Provocazione o programma politico? La domanda in Francia se la fanno in molti e la risposta potrebbe arrivare nelle prossime settimane, cruciali per convincere l’elettorato e colmare le tante lacune che restano in un programma ancora incompleto.

Il controverso opinionista ultraconservatore in queste ultime settimane ci ha provato a rafforzare la sua credibilità, lavorando soprattutto sulle proposte economiche, vero tallone d’Achille. L’attenzione è tutta sul potere d’acquisto, definito dal 45% cento dei francesi come il tema più importante della campagna elettorale secondo un sondaggio di Odoxa per Europe 1. Zemmour parla prima di tutto ai gilet gialli, cittadini di quella Francia periferica insorti nel 2018 contro i rincari della benzina. In caso di vittoria, l’ex giornalista del Figaro promette di togliere la patente a punti e di rivedere i limiti di velocità su alcuni tratti stradali del Paese. Alla classe imprenditoriale propone invece di tagliare radicalmente le imposte di produzione, con un’attenzione particolare alle piccole e medie imprese. Sull’età pensionabile, invece, l’idea è di aumentare la soglia portandola a 64 anni, due in più rispetto a quella attuale, tra le più basse d’Europa. Niente di rivoluzionario al momento.

L’Unione europea è un pretesto per tornare sui temi identitari, quelli di una Francia che rischia di “dissolversi” nella “chimera” di Macron. Il presidente è “l’uomo della mondializzazione felice, pensa che non bisogna mai chiudere le frontiere” diceva Zemmour a inizio ottobre intervenendo ai microfoni di Europe 1. Tuttavia, Parigi non deve più uscire dall’Euro, contrariamente a quanto sostenuto nel 2013 al quotidiano belga L’Echo. La strategia della Le Pen, che nel 2017 ha incentrato il suo programma sulla Frexit fallendo miseramente, è servita a Zemmour, che adesso mantiene un euroscetticismo di fondo senza spingersi troppo oltre.

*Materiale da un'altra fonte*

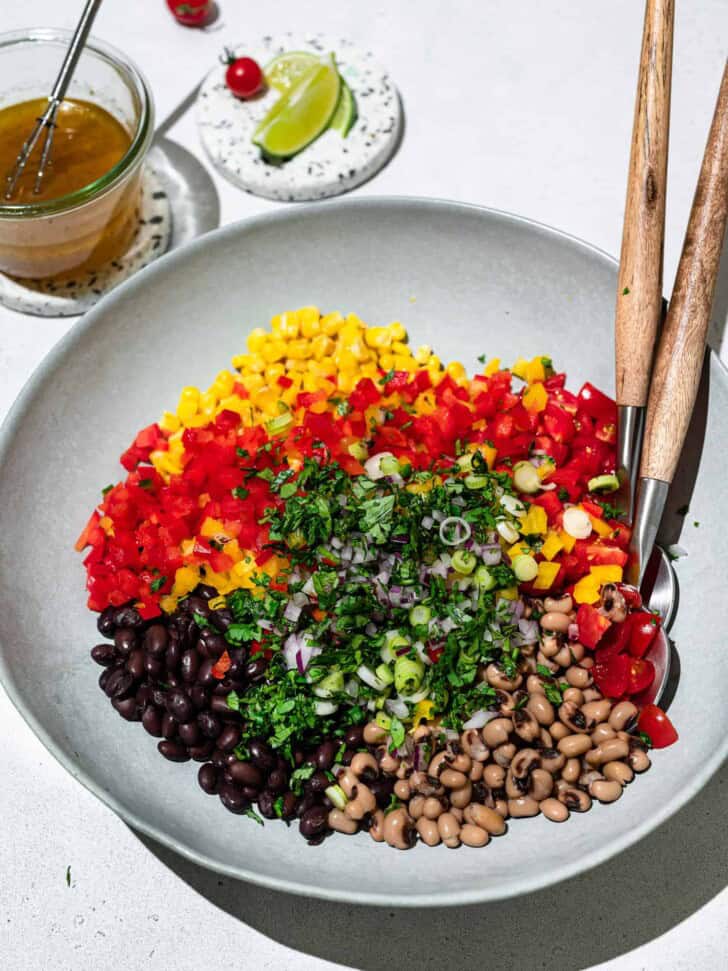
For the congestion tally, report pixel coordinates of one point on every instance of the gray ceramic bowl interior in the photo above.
(463, 279)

La crisi del coronavirus è invece un pretesto utilizzato da Macron per distogliere l’attenzione dai veri temi importanti. “Il Covid perette di cambiare mediaticamente l’agenda”, spiegava a France info qualche giorno fa. Per questo, il green pass verrà immediatamente soppresso in caso di vittoria.

Questa sera Zemmour interverrà ai microfoni del telegiornale di Tf1, dove sarà maggiori dettagli sul suo programma, prima del grande meeting parigino di domenica prossima, organizzato all’indomani del congresso dei Repubblicani durante il quale si sceglierà il candidato del centro-destra.

Questo articolo è originariamente apparso su L'HuffPost ed è stato aggiornato.